In 1952, a fellow seminarian informed me of a course on Dispensationalism offered at the Pittsburgh-Xenia Theological Seminary, by Dr. John Gerstner. I attended the lectures and was fascinated by Dr. Gerstner’s teaching and thankful for his lucid manner of expounding the subject. Years later, I had the privilege of visiting him at Trinity Evangelical Divinity School in Deerfield, Illinois, where he was teaching a summer course. By then, Dr, Gerstner had published his book, “Wrongly Dividing the Word of Truth” 

Recently, I read a book review of the book by Dr. Stanford E. Murrell, Pastor of Sovereign Grace Baptist Church, 705 Frederick Court Apollo, Pa 15613. The following are pertinent excerpts:

“After fifty plus years of learning and teaching about the Christian faith, Dr. Gerstner came to believe it was time for him to formally challenge the errors of Dispensationalism in a detailed manner. “Wrongly Dividing the Word of Truth” is an endeavor to examine the main points of the departure of Dispensationalism from historic Christianity. In his work, Dr. Gerstner does not engage in personal attacks, but reveals the theological areas of concern while offering correction and instruction in righteousness. The tone of the work is vigorous but gracious
Premillennialism was never any part of the creeds of the universal church. It did not find a place in the Apostles’ and Nicene Creeds. The Council of Constantinople, when speaking of Christ’s kingdom affirmed that ‘of whose kingdom there shall be no end.’ The Athanasian Creed states: ‘at whose coming all men shall rise again with their bodies and shall give account for their own works, and they that have done good shall go into life everlasting, and they that have done evil into everlasting fire’ (Philip Schaff, ed., The Creeds of Christendom) 
Dr. Gerstner’s approached the subject from a Historical Theological point of view. 
http://www.sounddoctrine.net/stanford/Wrongly%20Dividing.pdf

To study the subject from a hermeneutical point of view, I visited Dr. Oswald T. Allis at his home in Wayne, Pennsylvania, in 1952. He had written a book on this subject, “Prophecy and the Church.” The following paragraph summaries its main points:    
 
“Should the interpretation of the Prophetical Books of the Old Testament in accordance with the time-tested belief of the Church, that the kingdom prophecies of the Old Testament Church have their fulfillment in large measure in the New Testament Church? Or should one follow the relatively new and decidedly revolutionary teaching of Dispensationalism and declare that these prophecies ‘skip over’ the Church age and will be literally fulfilled in a Jewish kingdom age which will follow it? These were the alternatives between which the author found himself obliged to choose. His decision and the reason for it are set forth in Prophecy and the Church.

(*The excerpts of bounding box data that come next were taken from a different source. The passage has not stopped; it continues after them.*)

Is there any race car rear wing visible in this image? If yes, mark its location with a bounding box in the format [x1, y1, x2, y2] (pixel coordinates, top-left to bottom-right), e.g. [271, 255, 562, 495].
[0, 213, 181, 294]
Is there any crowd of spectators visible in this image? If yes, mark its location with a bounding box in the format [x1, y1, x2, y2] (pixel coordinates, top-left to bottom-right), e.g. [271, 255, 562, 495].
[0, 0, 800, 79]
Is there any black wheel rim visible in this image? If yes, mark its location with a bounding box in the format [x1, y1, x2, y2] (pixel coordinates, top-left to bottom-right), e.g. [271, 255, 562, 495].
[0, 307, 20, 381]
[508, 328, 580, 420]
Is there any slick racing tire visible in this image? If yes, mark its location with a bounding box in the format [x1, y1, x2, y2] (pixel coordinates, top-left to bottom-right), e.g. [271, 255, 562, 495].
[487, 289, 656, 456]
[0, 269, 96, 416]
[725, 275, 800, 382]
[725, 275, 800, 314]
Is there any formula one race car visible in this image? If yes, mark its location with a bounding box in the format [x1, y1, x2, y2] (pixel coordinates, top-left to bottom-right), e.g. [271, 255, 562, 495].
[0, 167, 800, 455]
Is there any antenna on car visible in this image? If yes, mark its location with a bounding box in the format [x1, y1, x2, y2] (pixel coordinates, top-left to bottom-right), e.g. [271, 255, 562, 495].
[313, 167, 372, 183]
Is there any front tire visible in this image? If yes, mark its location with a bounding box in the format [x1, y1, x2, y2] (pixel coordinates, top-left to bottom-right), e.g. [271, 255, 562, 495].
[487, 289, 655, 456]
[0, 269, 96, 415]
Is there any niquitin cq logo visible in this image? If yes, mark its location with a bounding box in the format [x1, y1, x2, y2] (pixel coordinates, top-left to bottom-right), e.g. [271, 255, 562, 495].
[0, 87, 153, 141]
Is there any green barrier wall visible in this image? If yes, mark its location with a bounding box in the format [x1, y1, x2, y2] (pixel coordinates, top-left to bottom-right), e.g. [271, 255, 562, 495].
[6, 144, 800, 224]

To summarize:                                                                                                                     

If the Church is to maintain its spiritual vitality in our time, she must reclaim its heritage beginning with the Apostolic age. The Second Century yielded the New Testament canon, which together with the Old Testament, became the authoritative standard of the Church. The Post-Apostolic era was the age of the Church Fathers who confronted their pagan environment with the claims of the Gospel of Jesus Christ. When doctrinal disputes arose about the fundamentals of the faith, Church Councils met at Nicea (325), Constantinople (381), Ephesus (431), and Chalcedon (451), and issued the Ecumenical Creeds that defined orthodox Christianity for all time.